While previous studies have largely focused on external validation of COVID-19 prediction models in the general adult population [14, 40, 41], this external validation study will focus on evaluating the performance of existing COVID-19 prognostic models specifically in the older population which represents the highest proportion of hospitalized COVID-19 patients and the highest mortality [3].

External validation in multiple cohorts across different healthcare settings allows for the assessment of between-setting heterogeneity in predictive performance and applicability at different points of care in older COVID-19 patients. This is one of the first studies to evaluate prognostic models for COVID-19 disease in individuals living in nursing homes.

Challenges and limitations

There are certain challenges that we anticipate encountering while conducting this research. Definitions of participant inclusion and predictor measurement procedures are expected to differ across cohorts. Although we have carefully planned to collect information on the definition of a COVID-19 infection and predictor measurements for each cohort, we cannot rule out the possibility of heterogeneity occurring across different settings and its effects on model performance [42]. However, this heterogeneity resembles practical conditions encountered in clinical practice and thus provides relevant knowledge on the anticipated performance of the models in clinical practice.
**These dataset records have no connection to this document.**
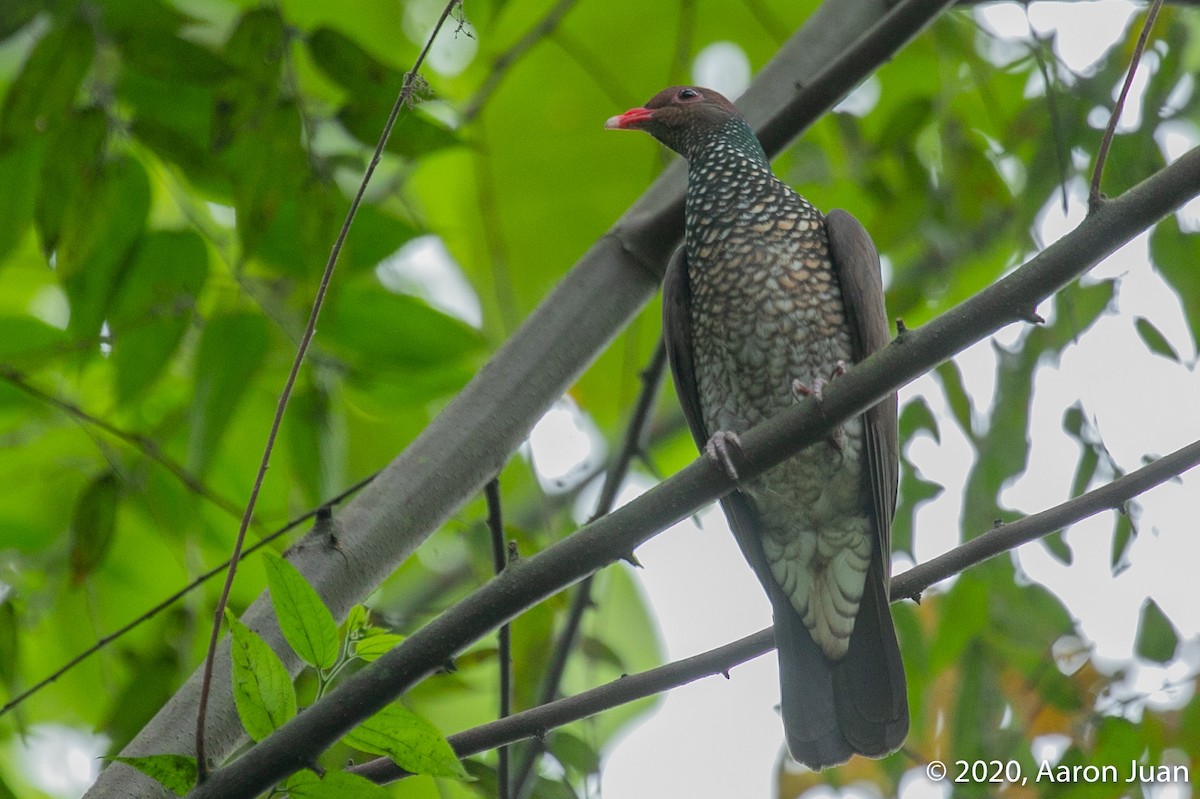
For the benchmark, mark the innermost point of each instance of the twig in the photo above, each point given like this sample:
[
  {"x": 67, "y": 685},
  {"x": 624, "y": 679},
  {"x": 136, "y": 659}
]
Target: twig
[
  {"x": 532, "y": 580},
  {"x": 405, "y": 98},
  {"x": 504, "y": 62},
  {"x": 1060, "y": 145},
  {"x": 538, "y": 720},
  {"x": 1102, "y": 156},
  {"x": 493, "y": 236},
  {"x": 174, "y": 598},
  {"x": 635, "y": 432},
  {"x": 147, "y": 446},
  {"x": 504, "y": 648}
]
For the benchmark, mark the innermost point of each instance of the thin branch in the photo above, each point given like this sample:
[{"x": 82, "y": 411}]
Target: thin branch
[
  {"x": 1102, "y": 156},
  {"x": 1060, "y": 144},
  {"x": 504, "y": 648},
  {"x": 469, "y": 440},
  {"x": 493, "y": 236},
  {"x": 531, "y": 581},
  {"x": 101, "y": 643},
  {"x": 141, "y": 443},
  {"x": 504, "y": 62},
  {"x": 635, "y": 433},
  {"x": 403, "y": 100},
  {"x": 535, "y": 721}
]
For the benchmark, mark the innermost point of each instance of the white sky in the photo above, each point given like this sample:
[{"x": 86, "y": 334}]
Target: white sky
[{"x": 723, "y": 738}]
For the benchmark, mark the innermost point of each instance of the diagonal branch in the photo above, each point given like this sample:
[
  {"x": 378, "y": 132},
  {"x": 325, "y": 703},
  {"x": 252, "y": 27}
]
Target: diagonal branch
[
  {"x": 528, "y": 582},
  {"x": 537, "y": 721},
  {"x": 137, "y": 440},
  {"x": 469, "y": 440}
]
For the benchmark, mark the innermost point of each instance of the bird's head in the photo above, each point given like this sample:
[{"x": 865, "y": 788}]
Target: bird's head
[{"x": 678, "y": 116}]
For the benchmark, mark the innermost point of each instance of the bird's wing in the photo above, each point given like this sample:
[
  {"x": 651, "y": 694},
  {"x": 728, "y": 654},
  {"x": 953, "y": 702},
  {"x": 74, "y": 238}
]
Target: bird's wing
[
  {"x": 677, "y": 338},
  {"x": 857, "y": 264},
  {"x": 869, "y": 684}
]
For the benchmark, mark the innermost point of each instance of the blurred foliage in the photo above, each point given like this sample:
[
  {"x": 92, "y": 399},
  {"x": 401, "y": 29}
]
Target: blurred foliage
[{"x": 174, "y": 174}]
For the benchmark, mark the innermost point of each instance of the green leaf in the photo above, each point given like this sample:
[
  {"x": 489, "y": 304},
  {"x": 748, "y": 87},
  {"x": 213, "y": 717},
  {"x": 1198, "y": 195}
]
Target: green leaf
[
  {"x": 28, "y": 340},
  {"x": 93, "y": 524},
  {"x": 1074, "y": 424},
  {"x": 16, "y": 14},
  {"x": 574, "y": 752},
  {"x": 1155, "y": 340},
  {"x": 373, "y": 88},
  {"x": 304, "y": 618},
  {"x": 177, "y": 773},
  {"x": 262, "y": 686},
  {"x": 957, "y": 396},
  {"x": 335, "y": 785},
  {"x": 172, "y": 58},
  {"x": 411, "y": 742},
  {"x": 99, "y": 232},
  {"x": 965, "y": 617},
  {"x": 255, "y": 49},
  {"x": 377, "y": 329},
  {"x": 376, "y": 643},
  {"x": 1157, "y": 638},
  {"x": 19, "y": 172},
  {"x": 1175, "y": 256},
  {"x": 10, "y": 647},
  {"x": 45, "y": 91},
  {"x": 232, "y": 350},
  {"x": 916, "y": 418},
  {"x": 72, "y": 175},
  {"x": 157, "y": 299}
]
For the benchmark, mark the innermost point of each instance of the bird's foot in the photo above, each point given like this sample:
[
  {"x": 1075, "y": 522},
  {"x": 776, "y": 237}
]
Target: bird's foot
[
  {"x": 802, "y": 390},
  {"x": 799, "y": 390},
  {"x": 720, "y": 448}
]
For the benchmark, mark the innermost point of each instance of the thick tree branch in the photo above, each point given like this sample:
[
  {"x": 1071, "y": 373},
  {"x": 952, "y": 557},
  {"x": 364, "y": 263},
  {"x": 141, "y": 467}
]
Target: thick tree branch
[
  {"x": 468, "y": 443},
  {"x": 529, "y": 581},
  {"x": 537, "y": 721}
]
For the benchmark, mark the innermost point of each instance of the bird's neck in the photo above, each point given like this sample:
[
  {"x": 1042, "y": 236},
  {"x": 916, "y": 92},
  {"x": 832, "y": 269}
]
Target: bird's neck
[{"x": 726, "y": 172}]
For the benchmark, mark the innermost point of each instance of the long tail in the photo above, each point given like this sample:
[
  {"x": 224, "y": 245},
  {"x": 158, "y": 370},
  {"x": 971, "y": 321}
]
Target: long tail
[{"x": 858, "y": 704}]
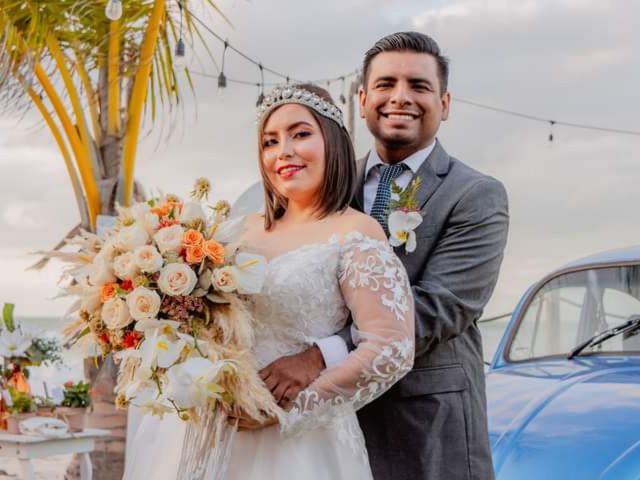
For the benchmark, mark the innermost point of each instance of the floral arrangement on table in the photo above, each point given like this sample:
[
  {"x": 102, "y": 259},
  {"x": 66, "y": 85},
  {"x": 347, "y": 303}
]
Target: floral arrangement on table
[
  {"x": 76, "y": 395},
  {"x": 20, "y": 402},
  {"x": 165, "y": 292},
  {"x": 20, "y": 350}
]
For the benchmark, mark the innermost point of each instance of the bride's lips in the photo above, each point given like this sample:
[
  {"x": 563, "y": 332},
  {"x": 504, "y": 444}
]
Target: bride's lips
[{"x": 289, "y": 170}]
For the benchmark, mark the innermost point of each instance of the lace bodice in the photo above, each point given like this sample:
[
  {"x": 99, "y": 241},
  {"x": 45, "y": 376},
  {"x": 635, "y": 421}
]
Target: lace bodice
[
  {"x": 301, "y": 301},
  {"x": 308, "y": 294}
]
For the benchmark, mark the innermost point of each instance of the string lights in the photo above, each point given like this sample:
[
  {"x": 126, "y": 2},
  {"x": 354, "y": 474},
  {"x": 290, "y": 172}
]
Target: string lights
[
  {"x": 180, "y": 48},
  {"x": 113, "y": 10},
  {"x": 222, "y": 79}
]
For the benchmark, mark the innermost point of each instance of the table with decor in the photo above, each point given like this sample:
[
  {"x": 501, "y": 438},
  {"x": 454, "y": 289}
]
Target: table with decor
[{"x": 28, "y": 447}]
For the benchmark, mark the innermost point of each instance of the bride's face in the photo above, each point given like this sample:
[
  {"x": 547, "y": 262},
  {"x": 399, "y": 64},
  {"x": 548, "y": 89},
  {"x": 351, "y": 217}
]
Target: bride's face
[{"x": 293, "y": 153}]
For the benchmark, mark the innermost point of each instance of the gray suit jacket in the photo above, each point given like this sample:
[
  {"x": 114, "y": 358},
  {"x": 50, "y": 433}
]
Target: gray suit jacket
[{"x": 433, "y": 423}]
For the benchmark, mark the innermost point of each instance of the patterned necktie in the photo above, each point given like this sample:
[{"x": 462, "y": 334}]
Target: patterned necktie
[{"x": 383, "y": 194}]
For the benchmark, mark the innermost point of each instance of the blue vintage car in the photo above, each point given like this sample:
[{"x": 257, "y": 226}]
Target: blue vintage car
[{"x": 564, "y": 384}]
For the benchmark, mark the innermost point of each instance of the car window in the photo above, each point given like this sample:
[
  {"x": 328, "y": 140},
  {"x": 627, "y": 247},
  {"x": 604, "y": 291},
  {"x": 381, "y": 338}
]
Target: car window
[{"x": 573, "y": 307}]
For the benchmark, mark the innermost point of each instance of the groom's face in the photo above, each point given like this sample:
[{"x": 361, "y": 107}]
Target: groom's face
[{"x": 402, "y": 102}]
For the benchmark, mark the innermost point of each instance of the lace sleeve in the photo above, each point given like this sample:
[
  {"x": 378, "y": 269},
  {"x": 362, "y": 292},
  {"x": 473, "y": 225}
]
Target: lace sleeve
[{"x": 376, "y": 290}]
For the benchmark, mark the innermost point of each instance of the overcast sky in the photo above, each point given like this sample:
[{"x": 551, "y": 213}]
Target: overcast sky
[{"x": 573, "y": 60}]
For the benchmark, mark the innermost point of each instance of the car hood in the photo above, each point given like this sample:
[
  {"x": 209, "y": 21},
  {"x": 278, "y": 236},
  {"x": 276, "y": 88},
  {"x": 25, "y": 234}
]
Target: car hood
[{"x": 565, "y": 419}]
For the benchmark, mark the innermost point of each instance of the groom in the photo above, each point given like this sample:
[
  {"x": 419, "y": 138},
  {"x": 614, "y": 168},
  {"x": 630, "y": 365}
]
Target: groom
[{"x": 433, "y": 423}]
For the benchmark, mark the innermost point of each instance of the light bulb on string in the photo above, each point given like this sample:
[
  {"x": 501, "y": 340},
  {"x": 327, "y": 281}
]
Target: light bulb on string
[
  {"x": 222, "y": 79},
  {"x": 113, "y": 10},
  {"x": 179, "y": 59}
]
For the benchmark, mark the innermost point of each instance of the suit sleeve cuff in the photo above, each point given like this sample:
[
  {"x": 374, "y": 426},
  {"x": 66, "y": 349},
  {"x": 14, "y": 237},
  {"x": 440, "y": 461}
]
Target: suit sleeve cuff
[{"x": 333, "y": 349}]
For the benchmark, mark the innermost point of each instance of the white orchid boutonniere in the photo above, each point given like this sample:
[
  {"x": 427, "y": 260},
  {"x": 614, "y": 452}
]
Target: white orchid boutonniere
[{"x": 404, "y": 216}]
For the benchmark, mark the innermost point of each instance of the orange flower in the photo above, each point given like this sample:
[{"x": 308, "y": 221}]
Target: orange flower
[
  {"x": 108, "y": 291},
  {"x": 195, "y": 254},
  {"x": 161, "y": 211},
  {"x": 171, "y": 204},
  {"x": 192, "y": 238},
  {"x": 215, "y": 251}
]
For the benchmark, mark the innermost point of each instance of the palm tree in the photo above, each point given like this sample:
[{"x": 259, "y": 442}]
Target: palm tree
[{"x": 93, "y": 78}]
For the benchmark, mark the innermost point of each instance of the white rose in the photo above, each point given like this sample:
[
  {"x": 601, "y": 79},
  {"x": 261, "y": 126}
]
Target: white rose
[
  {"x": 226, "y": 279},
  {"x": 148, "y": 259},
  {"x": 169, "y": 239},
  {"x": 101, "y": 272},
  {"x": 177, "y": 279},
  {"x": 125, "y": 266},
  {"x": 115, "y": 314},
  {"x": 192, "y": 211},
  {"x": 143, "y": 303},
  {"x": 108, "y": 250},
  {"x": 131, "y": 237}
]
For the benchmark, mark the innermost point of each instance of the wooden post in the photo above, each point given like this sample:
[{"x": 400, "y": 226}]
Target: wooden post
[{"x": 351, "y": 106}]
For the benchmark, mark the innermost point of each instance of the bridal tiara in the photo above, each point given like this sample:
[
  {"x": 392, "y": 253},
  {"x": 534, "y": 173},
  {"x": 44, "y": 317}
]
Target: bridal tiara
[{"x": 282, "y": 95}]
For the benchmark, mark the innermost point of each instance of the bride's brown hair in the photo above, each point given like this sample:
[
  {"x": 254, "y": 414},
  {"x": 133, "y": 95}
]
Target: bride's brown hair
[{"x": 339, "y": 183}]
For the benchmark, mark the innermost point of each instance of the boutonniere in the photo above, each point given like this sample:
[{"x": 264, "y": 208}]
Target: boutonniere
[{"x": 404, "y": 215}]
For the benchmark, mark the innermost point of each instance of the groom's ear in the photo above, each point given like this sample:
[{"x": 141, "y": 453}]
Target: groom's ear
[
  {"x": 446, "y": 102},
  {"x": 362, "y": 97}
]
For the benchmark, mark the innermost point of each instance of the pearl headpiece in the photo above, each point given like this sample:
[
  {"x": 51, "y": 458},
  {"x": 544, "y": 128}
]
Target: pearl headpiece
[{"x": 282, "y": 95}]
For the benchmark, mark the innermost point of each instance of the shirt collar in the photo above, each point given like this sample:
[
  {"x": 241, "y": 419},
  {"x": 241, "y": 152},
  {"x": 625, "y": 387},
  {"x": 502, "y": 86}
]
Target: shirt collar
[{"x": 413, "y": 161}]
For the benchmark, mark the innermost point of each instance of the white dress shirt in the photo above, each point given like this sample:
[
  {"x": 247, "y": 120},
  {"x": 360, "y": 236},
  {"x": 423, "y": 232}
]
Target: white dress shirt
[{"x": 333, "y": 349}]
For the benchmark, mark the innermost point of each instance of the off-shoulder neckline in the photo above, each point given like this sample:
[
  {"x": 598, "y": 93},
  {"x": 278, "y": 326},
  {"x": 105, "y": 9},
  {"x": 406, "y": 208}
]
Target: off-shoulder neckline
[{"x": 333, "y": 241}]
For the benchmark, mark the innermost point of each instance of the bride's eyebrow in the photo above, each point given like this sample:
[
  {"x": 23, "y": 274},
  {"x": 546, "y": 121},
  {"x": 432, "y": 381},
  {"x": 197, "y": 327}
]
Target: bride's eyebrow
[
  {"x": 299, "y": 124},
  {"x": 290, "y": 127}
]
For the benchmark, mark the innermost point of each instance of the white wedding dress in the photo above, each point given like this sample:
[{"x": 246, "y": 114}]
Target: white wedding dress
[{"x": 308, "y": 294}]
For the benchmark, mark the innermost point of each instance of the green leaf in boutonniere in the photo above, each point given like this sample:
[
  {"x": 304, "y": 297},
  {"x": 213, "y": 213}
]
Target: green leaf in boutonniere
[{"x": 404, "y": 215}]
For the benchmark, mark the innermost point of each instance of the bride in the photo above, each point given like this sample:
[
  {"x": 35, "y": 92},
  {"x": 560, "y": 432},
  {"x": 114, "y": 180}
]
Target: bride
[{"x": 326, "y": 262}]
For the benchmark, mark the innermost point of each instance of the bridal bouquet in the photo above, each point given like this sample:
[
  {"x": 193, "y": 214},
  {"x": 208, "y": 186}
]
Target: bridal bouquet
[{"x": 165, "y": 292}]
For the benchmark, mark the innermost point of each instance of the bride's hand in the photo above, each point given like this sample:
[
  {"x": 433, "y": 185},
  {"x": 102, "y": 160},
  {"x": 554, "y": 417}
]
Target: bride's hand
[{"x": 246, "y": 423}]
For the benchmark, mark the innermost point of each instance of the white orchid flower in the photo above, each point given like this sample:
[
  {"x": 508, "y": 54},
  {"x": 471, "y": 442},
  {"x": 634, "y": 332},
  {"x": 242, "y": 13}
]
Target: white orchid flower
[
  {"x": 194, "y": 382},
  {"x": 251, "y": 272},
  {"x": 140, "y": 383},
  {"x": 159, "y": 350},
  {"x": 14, "y": 344},
  {"x": 401, "y": 228},
  {"x": 149, "y": 325},
  {"x": 150, "y": 402}
]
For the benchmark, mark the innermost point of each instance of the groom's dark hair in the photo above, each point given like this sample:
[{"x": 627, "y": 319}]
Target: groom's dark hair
[{"x": 411, "y": 42}]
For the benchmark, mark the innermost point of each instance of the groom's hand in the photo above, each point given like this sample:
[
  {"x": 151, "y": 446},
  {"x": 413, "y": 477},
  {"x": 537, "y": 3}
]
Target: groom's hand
[{"x": 288, "y": 376}]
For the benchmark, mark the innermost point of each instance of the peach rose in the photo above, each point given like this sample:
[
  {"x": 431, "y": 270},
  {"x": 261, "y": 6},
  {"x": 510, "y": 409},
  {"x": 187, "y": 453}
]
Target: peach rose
[
  {"x": 215, "y": 251},
  {"x": 107, "y": 292},
  {"x": 226, "y": 279},
  {"x": 195, "y": 254},
  {"x": 192, "y": 238},
  {"x": 160, "y": 211}
]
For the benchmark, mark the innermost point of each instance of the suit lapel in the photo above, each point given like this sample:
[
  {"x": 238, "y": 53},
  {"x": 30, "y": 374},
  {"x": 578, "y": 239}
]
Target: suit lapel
[{"x": 431, "y": 173}]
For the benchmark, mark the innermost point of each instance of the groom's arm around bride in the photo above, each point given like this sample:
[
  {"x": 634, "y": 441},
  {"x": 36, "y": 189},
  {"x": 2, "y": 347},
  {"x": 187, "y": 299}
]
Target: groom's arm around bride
[{"x": 432, "y": 424}]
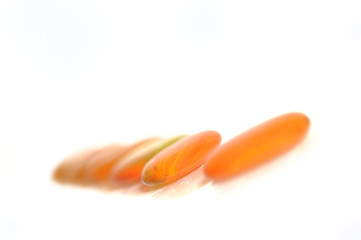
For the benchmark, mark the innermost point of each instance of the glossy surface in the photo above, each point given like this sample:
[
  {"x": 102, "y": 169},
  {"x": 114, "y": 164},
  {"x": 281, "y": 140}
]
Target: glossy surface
[
  {"x": 72, "y": 168},
  {"x": 100, "y": 166},
  {"x": 130, "y": 168},
  {"x": 180, "y": 159},
  {"x": 257, "y": 145}
]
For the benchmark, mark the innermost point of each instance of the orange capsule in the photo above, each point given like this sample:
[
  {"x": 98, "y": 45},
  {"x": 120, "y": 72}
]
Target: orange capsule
[
  {"x": 71, "y": 169},
  {"x": 129, "y": 169},
  {"x": 257, "y": 145},
  {"x": 180, "y": 159},
  {"x": 100, "y": 166}
]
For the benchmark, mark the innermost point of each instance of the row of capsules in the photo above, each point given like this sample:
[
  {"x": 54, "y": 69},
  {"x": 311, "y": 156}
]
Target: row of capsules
[{"x": 157, "y": 162}]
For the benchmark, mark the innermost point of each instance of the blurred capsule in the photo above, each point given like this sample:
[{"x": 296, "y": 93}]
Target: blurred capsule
[
  {"x": 99, "y": 167},
  {"x": 257, "y": 145},
  {"x": 71, "y": 170},
  {"x": 180, "y": 158},
  {"x": 129, "y": 169}
]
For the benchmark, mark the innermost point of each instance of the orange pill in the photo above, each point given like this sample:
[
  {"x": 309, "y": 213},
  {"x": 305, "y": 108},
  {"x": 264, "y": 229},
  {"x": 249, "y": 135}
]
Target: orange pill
[
  {"x": 71, "y": 169},
  {"x": 180, "y": 159},
  {"x": 100, "y": 166},
  {"x": 257, "y": 145},
  {"x": 129, "y": 169}
]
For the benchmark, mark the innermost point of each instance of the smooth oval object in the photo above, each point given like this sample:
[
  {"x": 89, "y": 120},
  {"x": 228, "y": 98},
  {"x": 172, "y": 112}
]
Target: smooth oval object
[
  {"x": 71, "y": 170},
  {"x": 100, "y": 166},
  {"x": 129, "y": 170},
  {"x": 257, "y": 146},
  {"x": 180, "y": 159}
]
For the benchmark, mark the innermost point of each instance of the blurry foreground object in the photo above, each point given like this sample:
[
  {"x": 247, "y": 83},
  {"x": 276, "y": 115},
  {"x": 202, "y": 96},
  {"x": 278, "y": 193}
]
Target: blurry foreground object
[
  {"x": 257, "y": 145},
  {"x": 156, "y": 162},
  {"x": 129, "y": 169},
  {"x": 180, "y": 159}
]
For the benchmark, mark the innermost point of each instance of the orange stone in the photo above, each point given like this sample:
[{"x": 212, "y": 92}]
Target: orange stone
[
  {"x": 180, "y": 159},
  {"x": 98, "y": 168},
  {"x": 129, "y": 169},
  {"x": 257, "y": 146}
]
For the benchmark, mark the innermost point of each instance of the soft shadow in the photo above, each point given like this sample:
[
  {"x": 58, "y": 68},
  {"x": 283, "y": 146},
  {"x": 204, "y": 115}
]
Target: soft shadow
[{"x": 182, "y": 187}]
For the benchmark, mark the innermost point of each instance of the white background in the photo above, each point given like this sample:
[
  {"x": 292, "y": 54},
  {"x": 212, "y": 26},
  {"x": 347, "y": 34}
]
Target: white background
[{"x": 78, "y": 73}]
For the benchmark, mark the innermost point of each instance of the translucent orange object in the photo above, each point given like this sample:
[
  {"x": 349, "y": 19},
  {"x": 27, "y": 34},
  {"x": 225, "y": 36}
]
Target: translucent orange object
[
  {"x": 180, "y": 159},
  {"x": 99, "y": 167},
  {"x": 72, "y": 168},
  {"x": 257, "y": 145},
  {"x": 129, "y": 169}
]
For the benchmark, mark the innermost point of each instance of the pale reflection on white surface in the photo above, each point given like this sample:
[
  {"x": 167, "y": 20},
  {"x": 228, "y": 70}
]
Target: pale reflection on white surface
[{"x": 78, "y": 73}]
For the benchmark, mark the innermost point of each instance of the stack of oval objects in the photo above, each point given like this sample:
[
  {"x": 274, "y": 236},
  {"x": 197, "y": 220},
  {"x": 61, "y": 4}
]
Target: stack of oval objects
[{"x": 157, "y": 162}]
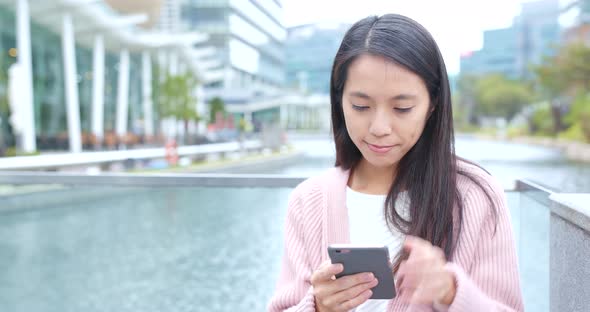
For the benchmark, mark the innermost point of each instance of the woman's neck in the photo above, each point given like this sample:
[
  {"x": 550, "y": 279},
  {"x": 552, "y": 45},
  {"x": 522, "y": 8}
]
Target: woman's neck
[{"x": 369, "y": 179}]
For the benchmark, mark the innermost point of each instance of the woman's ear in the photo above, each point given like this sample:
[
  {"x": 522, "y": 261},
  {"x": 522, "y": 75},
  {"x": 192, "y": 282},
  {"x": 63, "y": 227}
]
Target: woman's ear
[{"x": 430, "y": 111}]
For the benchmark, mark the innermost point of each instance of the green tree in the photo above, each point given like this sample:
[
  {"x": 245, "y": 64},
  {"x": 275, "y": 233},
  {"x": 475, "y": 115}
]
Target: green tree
[
  {"x": 500, "y": 97},
  {"x": 562, "y": 77},
  {"x": 215, "y": 105},
  {"x": 465, "y": 99},
  {"x": 177, "y": 99}
]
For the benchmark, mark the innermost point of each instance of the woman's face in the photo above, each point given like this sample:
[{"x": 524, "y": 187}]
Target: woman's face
[{"x": 385, "y": 109}]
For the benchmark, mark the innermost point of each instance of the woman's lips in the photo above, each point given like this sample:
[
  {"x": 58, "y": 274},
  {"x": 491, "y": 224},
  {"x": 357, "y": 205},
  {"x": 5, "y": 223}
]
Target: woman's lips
[{"x": 380, "y": 149}]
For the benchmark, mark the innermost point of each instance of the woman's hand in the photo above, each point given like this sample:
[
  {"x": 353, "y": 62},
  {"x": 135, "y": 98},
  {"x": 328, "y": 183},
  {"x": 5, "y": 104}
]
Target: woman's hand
[
  {"x": 342, "y": 294},
  {"x": 422, "y": 278}
]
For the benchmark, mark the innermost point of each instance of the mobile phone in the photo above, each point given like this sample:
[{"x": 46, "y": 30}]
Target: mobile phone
[{"x": 359, "y": 259}]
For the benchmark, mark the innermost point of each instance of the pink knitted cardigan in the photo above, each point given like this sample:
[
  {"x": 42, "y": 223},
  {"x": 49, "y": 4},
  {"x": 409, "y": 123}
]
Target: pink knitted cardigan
[{"x": 484, "y": 263}]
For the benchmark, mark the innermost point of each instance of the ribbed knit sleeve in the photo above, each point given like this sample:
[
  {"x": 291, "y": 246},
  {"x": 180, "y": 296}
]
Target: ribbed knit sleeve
[
  {"x": 294, "y": 291},
  {"x": 486, "y": 269}
]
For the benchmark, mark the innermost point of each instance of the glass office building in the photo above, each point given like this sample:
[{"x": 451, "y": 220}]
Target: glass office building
[
  {"x": 249, "y": 36},
  {"x": 511, "y": 51},
  {"x": 70, "y": 50},
  {"x": 310, "y": 51}
]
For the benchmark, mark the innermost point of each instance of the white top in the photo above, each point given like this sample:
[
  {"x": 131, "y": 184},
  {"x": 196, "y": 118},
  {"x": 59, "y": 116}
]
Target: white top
[{"x": 368, "y": 227}]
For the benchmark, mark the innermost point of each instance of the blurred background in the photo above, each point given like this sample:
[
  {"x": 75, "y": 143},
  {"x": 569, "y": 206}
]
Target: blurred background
[{"x": 164, "y": 88}]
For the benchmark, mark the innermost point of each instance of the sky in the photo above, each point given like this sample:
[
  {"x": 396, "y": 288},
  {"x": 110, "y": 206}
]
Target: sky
[{"x": 456, "y": 25}]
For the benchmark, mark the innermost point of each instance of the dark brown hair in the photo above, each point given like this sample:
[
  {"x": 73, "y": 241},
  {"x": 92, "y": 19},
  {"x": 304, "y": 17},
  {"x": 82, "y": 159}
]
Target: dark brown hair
[{"x": 428, "y": 172}]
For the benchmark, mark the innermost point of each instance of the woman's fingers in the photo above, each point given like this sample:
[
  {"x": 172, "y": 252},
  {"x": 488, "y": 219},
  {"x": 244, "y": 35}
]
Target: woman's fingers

A limitation of this study is that not all low risk of bias COVID-19 prognostic models identified by the living systematic review could be included in this external validation. This was due to the lack of predictor information available in the cohorts. Similarly, predictor measurements and incidence of mortality due to COVID-19 can vary over time due to newer variants, better medical management, and improved vaccination coverage [43]. These temporal changes can potentially limit the predictive performance of the prognostic models being investigated in the current study.

Conclusion

External validation of newer and existing COVID-19 prognostic models can provide evidence about their predictive performance when implemented in the older population as tools of effective risk stratification and in aiding decision-making for targeted and timely clinical interventions.